Retournons sur l’île de beauté pour y rencontrer sûrement le pilote de Visa le plus prolifique, Jean-Paul Bernardini. Deuxième d’une fratrie, dans une famille passionné de sport automobile, Jean-Paul verra d’abord sa passion freinée par son grand frère. En effet leur papa n’a jamais voulu que ses deux fils fassent des rallyes en même temps par peur d’un accident et c’est seulement en 1988, après le décès de son papa que Jean-Paul pourra à son tour se lancer dans le grand bain. Alors qu’il a fait ses débuts comme copilote de son frère Christian, celui-ci lui propose de l’aider à préparer sa voiture s’il accepte de continuer à le co-piloter.
Jean-Paul est un adepte des courses de côte, des efforts courts mais intense, et aussi de l’aspect plus pratique des courses de côte, l’absence de reconnaissances, l’épreuve sur une journée, les coûts restreints. La Corse dans les années 90 est riche de nombreuses épreuves parmi lesquelles Ajaccio-Coti, Bastia-Suerta, Teghime, Occana Tolla, Santa Maria Pogghiu, Corte, Porto-Vecchio, Sartène, Venaco, Propriano, Ucciani, épreuves aujourd’hui toutes disparues. C’est à bord d’une Ford Escort rachetée à Félix Santarelli que Jean Paul fera ses débuts.

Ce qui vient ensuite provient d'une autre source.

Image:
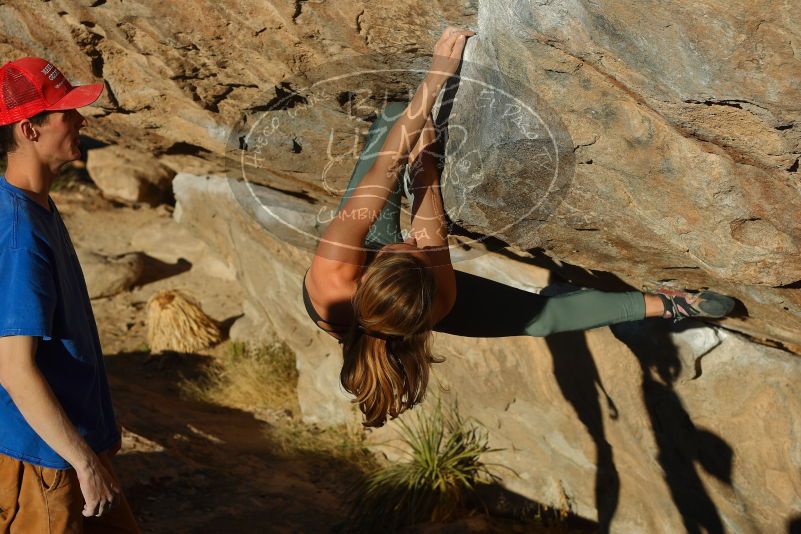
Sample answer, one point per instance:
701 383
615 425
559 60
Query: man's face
57 143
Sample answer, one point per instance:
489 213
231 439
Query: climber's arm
430 228
341 245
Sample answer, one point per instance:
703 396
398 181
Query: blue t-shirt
43 294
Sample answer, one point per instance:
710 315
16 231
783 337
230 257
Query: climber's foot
682 304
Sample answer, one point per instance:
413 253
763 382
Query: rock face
107 276
644 427
129 176
642 143
684 124
656 143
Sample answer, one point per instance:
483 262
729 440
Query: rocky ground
190 465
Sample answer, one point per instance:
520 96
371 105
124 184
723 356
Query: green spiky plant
441 473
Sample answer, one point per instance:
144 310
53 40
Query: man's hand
98 487
20 376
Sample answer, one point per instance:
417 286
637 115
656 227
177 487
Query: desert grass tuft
175 322
443 468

à la fin des années 90, Jean-Paul se trouve une nouvelle monture dénichée par hasard dans les petites annonces. Il s’agit d’une Visa chrono dont il va faire une monture hybride très spéciale puisque dotée d’une moteur de Visa Gti, d’abord en version carburateur puis en version injection, plus facile à régler. Lorsqu’il se tourne vers les rallyes Jean-Paul fait appel à des amis pour lui tenir compagnie même si parfois certains peuvent surprendre comme Frédérique Montaggioni qui était systématiquement malade en voiture mais qui passait outre pour assouvir sa passion.

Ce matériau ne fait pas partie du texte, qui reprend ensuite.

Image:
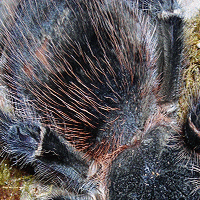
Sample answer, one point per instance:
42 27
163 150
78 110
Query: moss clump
191 75
13 181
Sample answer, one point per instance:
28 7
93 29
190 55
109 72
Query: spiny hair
93 88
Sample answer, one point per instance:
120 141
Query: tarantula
93 87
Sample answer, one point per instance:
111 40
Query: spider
93 87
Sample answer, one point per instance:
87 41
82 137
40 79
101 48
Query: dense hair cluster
90 98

Avec la Visa, Jean-Paul va trouver l’osmose entre le pilote et la voiture. Sa visa était surnommée la visa volante et nombre de ses amis lui prédisait une fin brutale à cette voiture. Il n’en sera rien car elle finira sa vie après la fin de l’homologation en pièces détachées. Selon Jean-Paul sa Visa n’était exploitable qu’à fond, et il fallait rester souder pour exploiter son potentiel. Quand on regarde les résultats obtenus avec le peu de moyens de Jean-Paul, on se doit qu’il aurait fait un bon soudeur. Lui et sa voiture ne vont connaître que très peu d’incidents techniques en dépit d’un entretien parfois un peu léger, pour preuve cette anecdote.
Avant de rendre pour disputer une course de côte, Jean-Paul réalise qu’un petit nid de guêpe s’est accroché à l’arceau. Lorsqu’il arrive au parc fermé, un pilote lui demande comment il fait pour rouler aussi vite avec sa Visa. Jean-Paul lui propose de prendre place à bord pour mieux comprendre et après avoir fermé la porte, tape sur le toit de la Visa ce qui a pour effet d’énerver les guêpes. Le pilote sort en catastrophe de l’habitacle et Jean-Paul lui dit nonchalamment « Tu as compris maintenant pourquoi je suis pressé d’arriver en haut ? »
La disparition progressive des courses de côtes en Corse va conduire Jean-Paul à acheter un karting pur aller courir des épreuves sur le continent. La logistique plus légère permet de limiter les coûts pour assouvir sa passion pour les courses de côte. La Visa restera sa compagne de rallye jusqu’en 2010 qui sonnera la fin de son homologation. Elle sera remplacée par une Renault Clio RS (ex clio cup) qui ne laissera pas à Jean-Paul un aussi bon souvenir que la Visa en raison d’une fiabilité de moins bonne qualité. Après 4 saisons, Jean-Paul finira par se décider à raccrocher les gants après une vingtaine de saisons pleines de bons souvenirs.